Why you need to complete the Know Your Partner (KYP) form

Updated 2 months ago | 5 min read

The purpose of the Know Your Partner (KYP) form is to collect specific data from partners to comply with various legal and regulatory requirements.

In this article:

Why you need to complete the Know Your Partner (KYP) form

To comply with legal and regulatory requirements, we must collect specific information from our accommodation partners. To avoid sharing details in multiple places, we gather all the necessary information in one form – the KYP form.

All accommodation partners will have to provide specific information depending on whether they’re a professional or private host, and whether they run their business as an individual or as part of a business entity.

Your property’s location can also impact the details you’re asked to provide, since some laws and regulations are country-specific.

How we use this information

Using secure channels, we pass your information to a third-party provider who assists us in validating it against various data sources. This interaction between Booking.com and the third party is fully compliant with privacy regulations.

If the country where your property is located requires us to share data with the government, we’ll do so in a way that follows privacy regulations.

How often we verify your account

From time to time, we may request you to verify the accuracy of the information you provided. You'll also be able to modify any information that may have changed by submitting the form again.

Accessing and submitting the Know Your Partner (KYP) form

Follow these steps to access, fill out, and submit the Know Your Partner (KYP) form:

  1. Log in to the Extranet
  2. Click the KYP banner to access the form
  3. Provide all the required information
  4. Save and submit the form

Editing your information

To re-submit the form with updated information, contact your local support team.

Terms we use in the form

Here’s an explanation of the terms we use in the Know Your Partner (KYP) form:

  • Individual: a “natural person” (someone with a legal personality) who is an individual human being, not formed and administered as per corporate law.
  • Business entity: an entity that’s formed and administered as per corporate law and engages in business activities, charitable work, or other permitted activities. Business entities (e.g. corporations, partnerships, trusts, NGOs) are usually formed to sell a product or a service.
  • Legal name of accommodation: the official legal name of the property as used in official registration documents.
  • Property owner: the legal owner is the individual or business entity who owns the property. If an individual owns the property, they’re the legal owner. If a company owns the property, the person who owns the company is the ultimate beneficial owner.
  • Property manager (type of manager): a person or persons responsible for the property’s daily operations.

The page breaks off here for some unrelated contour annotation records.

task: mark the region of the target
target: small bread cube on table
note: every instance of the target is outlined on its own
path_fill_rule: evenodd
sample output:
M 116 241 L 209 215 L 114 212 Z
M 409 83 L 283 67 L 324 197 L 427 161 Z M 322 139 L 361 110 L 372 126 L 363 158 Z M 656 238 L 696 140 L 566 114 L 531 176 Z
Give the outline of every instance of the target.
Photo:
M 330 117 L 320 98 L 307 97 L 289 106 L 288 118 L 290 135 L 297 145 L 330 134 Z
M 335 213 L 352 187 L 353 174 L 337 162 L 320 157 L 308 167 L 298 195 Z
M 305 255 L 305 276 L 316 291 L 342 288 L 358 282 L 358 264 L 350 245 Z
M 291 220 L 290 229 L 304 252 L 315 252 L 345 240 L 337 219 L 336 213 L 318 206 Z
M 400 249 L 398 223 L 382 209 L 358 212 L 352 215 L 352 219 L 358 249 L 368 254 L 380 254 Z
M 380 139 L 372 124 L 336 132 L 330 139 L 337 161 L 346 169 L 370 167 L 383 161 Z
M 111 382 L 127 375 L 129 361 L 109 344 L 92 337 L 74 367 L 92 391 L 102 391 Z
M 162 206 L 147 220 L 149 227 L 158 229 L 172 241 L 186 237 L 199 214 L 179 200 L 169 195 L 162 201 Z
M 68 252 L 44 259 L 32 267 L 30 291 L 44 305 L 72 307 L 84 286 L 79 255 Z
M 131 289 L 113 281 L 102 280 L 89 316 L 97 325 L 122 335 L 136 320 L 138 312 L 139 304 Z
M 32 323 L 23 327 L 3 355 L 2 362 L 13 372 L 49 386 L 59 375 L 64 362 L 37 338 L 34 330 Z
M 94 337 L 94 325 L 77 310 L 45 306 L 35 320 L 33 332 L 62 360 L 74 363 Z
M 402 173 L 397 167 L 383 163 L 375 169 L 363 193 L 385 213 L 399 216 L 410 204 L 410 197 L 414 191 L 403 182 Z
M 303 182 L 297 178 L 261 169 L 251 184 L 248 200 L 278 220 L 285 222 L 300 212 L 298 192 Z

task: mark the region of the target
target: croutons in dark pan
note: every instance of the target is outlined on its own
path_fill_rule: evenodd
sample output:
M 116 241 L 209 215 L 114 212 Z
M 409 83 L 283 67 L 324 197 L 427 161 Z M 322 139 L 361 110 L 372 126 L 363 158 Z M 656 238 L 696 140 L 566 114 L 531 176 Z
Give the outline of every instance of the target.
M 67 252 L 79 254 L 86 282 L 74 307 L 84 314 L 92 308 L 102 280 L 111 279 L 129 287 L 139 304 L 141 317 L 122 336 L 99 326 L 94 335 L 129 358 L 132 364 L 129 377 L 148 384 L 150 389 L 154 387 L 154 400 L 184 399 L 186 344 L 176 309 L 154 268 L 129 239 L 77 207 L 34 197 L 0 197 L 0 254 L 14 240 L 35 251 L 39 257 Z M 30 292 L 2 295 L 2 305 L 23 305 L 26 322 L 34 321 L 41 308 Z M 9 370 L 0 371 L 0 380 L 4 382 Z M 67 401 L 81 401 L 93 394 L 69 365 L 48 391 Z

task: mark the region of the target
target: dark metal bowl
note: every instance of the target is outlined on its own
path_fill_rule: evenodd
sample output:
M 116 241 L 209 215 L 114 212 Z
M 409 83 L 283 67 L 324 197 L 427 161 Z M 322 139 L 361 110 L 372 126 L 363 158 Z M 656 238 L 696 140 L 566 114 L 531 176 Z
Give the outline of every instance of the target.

This can include managing employees, organizing marketing activities, coordinating and administering hotel services, and overseeing the provision of catering and accommodation facilities.
  • Management company (type of manager): a hotel management company provides day-to-day operations support for a fee, acting as third-party operators in accounting, sales and marketing, food and beverage, human resources, auditing, revenue management, and other services.
  • Government officials or government agencies: includes high-ranking officials such as heads of state, elected officials, and senior government employees as well as government departments, agencies, and legislative bodies.
  • Government-owned: an entity wholly owned or controlled by a government body or official (e.g. through more than 50% ownership).